In more detail, the schemas required are:
- In each data source database
- A schema (sd) that holds the data as harvested each time.
- A schema (ad) for the accumulated data from that source.
- In some cases it may be useful to have a third, supplementary schema (pp), to hold source specific support tables.
- In the context database
- A schema (lup) that holds a central store of lookup tables, i.e. controlled terminology.
- A schema (ctx) that holds contextual data relating to organisations and people, countries and regions, and MESH codes.
- In the mon database
- A schema (sf), to hold a list of data sources and a log record of the downloads, harvests, imports and aggregations carried out. 'sf' stands for 'search and fetch', which was the initial activity stored in this schema.
- A schema (sf), to hold a list of data sources and a log record of the downloads, harvests, imports and aggregations carried out. 'sf' stands for 'search and fetch', which was the initial activity stored in this schema.
- In the mdr database
- A schema (st) that holds aggregate study data points, i.e. from all data sources (mostly trial registries), and links them together so that study duplications are resolved.
- A schema (ob) that holds aggregate data object data points, i.e. from all sources, and links them together so that data object duplications are resolved.

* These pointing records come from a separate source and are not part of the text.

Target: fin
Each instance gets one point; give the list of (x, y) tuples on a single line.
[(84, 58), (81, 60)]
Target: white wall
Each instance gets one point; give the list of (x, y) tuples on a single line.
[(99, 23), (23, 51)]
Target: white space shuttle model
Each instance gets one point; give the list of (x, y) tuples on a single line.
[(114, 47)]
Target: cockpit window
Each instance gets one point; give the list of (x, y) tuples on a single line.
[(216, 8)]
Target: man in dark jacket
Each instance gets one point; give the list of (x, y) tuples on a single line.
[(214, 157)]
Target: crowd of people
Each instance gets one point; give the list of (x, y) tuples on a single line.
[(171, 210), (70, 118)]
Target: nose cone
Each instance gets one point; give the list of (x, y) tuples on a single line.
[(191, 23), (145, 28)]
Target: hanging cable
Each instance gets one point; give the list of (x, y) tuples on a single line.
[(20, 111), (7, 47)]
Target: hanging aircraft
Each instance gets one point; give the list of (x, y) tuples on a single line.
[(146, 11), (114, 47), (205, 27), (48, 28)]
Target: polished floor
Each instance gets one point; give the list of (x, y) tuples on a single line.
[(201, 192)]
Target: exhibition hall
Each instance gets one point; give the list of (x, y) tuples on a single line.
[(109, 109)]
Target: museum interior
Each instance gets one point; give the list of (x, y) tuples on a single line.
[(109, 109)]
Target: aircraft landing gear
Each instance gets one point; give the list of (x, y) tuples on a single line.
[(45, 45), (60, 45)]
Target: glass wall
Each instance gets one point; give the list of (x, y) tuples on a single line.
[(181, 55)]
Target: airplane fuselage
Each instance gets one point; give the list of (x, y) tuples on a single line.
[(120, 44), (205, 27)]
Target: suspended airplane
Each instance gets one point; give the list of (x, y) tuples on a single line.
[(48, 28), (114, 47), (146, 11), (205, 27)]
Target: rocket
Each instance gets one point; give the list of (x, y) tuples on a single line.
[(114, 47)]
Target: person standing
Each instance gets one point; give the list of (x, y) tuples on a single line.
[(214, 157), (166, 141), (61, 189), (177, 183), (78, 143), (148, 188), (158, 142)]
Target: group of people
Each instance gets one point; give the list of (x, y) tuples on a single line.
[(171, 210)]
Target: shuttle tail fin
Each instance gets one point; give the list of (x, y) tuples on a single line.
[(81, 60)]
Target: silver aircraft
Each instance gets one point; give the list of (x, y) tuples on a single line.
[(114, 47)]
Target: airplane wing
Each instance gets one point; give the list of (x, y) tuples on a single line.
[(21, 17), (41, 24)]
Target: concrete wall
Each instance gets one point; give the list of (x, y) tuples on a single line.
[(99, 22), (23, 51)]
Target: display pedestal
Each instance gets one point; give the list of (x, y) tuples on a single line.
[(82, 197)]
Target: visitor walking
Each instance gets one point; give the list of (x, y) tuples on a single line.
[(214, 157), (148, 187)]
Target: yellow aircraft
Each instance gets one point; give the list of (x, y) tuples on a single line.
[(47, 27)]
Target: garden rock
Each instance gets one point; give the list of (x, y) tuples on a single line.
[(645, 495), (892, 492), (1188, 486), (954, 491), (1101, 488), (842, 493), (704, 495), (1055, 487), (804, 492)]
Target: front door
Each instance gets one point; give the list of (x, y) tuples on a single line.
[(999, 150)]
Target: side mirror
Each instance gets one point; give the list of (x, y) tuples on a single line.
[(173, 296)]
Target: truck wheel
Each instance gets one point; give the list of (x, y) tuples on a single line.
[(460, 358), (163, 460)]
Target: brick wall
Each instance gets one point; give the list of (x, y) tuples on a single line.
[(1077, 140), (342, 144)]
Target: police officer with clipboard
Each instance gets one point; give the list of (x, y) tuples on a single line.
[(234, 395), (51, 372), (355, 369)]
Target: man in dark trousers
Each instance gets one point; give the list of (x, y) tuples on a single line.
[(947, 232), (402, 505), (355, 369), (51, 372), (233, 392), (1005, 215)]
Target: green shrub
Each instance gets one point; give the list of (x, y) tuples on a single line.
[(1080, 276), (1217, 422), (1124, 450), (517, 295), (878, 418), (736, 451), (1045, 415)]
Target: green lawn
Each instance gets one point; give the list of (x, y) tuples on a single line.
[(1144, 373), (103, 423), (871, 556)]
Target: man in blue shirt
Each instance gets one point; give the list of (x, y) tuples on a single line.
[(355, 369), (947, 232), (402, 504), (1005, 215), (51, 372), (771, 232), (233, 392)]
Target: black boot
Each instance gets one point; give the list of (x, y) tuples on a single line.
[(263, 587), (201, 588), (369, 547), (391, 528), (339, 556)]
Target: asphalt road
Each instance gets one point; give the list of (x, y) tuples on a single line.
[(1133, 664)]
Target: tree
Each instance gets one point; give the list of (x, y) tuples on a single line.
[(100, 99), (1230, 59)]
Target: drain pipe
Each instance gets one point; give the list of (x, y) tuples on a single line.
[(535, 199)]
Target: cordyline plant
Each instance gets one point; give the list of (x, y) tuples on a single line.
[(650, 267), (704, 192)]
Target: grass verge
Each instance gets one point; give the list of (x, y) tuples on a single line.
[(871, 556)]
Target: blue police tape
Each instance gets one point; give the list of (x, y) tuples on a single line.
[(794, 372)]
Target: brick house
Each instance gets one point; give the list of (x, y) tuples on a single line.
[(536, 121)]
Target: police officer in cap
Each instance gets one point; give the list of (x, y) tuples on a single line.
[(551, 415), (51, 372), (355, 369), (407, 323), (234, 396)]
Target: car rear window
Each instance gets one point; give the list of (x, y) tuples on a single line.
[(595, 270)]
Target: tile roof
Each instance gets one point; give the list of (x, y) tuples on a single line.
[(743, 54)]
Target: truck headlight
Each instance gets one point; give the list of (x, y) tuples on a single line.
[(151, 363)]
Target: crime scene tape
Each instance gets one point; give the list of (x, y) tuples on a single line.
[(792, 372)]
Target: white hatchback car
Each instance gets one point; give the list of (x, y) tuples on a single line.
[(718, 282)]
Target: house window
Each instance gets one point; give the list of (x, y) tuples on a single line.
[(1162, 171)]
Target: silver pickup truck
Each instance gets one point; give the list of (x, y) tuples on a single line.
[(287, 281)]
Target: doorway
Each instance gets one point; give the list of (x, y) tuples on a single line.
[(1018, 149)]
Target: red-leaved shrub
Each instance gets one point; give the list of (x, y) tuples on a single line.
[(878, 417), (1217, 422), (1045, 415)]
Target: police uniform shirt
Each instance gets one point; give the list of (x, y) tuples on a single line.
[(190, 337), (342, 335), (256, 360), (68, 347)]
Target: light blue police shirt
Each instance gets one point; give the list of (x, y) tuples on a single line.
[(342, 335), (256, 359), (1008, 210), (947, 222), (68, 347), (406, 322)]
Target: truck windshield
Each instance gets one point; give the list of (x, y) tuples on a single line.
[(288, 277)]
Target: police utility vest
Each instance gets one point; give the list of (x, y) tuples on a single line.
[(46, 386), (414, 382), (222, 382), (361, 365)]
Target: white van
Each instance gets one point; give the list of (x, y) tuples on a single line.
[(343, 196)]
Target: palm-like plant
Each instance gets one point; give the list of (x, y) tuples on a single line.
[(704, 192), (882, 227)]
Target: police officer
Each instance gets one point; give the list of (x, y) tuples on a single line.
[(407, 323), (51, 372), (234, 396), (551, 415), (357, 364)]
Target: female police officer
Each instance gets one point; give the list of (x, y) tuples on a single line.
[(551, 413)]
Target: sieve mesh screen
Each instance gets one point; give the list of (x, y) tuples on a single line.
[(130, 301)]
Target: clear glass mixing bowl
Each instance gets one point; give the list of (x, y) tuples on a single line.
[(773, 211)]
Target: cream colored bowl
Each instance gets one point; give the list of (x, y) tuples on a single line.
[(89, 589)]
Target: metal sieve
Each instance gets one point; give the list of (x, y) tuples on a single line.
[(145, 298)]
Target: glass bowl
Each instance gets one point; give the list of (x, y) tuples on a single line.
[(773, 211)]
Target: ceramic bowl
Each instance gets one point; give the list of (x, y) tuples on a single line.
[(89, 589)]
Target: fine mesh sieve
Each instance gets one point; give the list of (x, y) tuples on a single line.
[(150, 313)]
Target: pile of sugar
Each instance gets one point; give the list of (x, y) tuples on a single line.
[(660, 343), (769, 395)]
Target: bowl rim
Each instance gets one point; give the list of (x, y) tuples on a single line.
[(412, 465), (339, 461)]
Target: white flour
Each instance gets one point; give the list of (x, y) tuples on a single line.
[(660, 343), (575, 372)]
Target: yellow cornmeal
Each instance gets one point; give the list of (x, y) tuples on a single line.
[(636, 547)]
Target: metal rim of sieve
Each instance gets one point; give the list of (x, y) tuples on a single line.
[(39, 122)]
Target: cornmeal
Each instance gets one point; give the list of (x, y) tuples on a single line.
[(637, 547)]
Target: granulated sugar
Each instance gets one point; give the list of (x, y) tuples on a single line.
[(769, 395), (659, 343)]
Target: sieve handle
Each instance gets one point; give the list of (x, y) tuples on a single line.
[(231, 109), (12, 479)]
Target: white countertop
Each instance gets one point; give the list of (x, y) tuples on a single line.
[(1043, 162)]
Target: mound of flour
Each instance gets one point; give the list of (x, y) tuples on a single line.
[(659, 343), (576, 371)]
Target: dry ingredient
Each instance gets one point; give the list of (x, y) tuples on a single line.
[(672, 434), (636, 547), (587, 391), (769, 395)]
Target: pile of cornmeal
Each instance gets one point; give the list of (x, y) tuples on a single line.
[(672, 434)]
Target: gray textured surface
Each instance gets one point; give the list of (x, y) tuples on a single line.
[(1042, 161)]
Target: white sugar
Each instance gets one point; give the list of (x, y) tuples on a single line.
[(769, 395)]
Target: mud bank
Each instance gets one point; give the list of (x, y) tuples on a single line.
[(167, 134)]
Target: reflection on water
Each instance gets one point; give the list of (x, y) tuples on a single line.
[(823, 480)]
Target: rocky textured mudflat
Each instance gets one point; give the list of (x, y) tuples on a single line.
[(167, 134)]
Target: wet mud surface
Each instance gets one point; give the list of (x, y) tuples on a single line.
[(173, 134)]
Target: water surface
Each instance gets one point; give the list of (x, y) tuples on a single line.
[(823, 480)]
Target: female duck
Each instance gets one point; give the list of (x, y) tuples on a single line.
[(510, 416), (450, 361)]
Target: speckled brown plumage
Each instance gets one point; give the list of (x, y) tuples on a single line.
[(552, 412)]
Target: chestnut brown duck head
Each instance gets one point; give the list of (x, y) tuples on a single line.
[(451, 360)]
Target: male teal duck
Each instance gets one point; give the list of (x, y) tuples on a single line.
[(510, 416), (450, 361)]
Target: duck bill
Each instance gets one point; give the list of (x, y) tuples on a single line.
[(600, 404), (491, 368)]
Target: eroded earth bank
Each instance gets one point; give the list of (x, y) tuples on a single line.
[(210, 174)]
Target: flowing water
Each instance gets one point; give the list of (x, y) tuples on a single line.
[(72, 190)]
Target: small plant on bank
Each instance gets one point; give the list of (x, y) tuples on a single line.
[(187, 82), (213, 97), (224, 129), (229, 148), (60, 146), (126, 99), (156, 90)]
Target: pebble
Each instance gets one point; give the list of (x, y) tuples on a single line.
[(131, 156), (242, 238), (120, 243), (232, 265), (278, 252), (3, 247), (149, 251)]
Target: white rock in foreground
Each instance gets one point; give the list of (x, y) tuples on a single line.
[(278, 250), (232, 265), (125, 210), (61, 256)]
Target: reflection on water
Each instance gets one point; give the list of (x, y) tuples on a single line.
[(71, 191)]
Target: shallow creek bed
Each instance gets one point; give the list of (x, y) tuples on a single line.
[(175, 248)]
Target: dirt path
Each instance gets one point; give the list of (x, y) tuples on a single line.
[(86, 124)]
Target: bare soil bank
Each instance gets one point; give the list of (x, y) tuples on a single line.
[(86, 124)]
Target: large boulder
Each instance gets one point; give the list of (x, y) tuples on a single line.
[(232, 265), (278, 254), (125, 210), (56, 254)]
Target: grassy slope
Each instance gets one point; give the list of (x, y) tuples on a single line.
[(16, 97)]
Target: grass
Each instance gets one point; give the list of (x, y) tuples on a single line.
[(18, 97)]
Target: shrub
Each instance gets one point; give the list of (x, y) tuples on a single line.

- A schema (nk) that holds the linkage data, between studies and data objects, i.e. from all sources, and links them together so that duplications are resolved.
- The metadata repository itself, (schema = core), the final end point of the import processes and the data flowing through them. It brings together the data from the three 'aggregating' schemas.
Postgres allows direct links between schemas in the same database - for example queries can be written that reference tables in different schemas. Having 5 schemas within the main mdr database - mn, st, ob, nk and core - simplifies the interactions between these data stores. Postgres does not allow, however, simple references between databases. Instead schemas from an external database can be imported as 'foreign tables' (not copies but references to the source tables and their data) into pre-existing schemas in the importing database. By convention these foreign table schemas are distinct from the 'native' schemas and data, and usually take the same name as the source schema.
In the data system required for the MDR, each of the source specific databases and the mdr database requires the lup (look up tables) and ctx (context data) avalable as foreign tables. In that way it is necessary to store only one copy of this important contextual data.
In addition the central mdr database, as well as its 5 native schemas, needs the ad schemas of each of the source databases to be available as foreign table schemas, so that the data can be easily transferred.
Figure 2 summarises the schemas and their interactions.
In a fully developed system, that might have many source systems, (possibly up to a 100) it may be necessary to 'stage' the aggregation process and include intermediate database layers between the source and the main databases, to reduce the number of foreign table schemas in any one database. For instance different intermediate databases could be established for trial registries, or for institutional or bibliographic systems.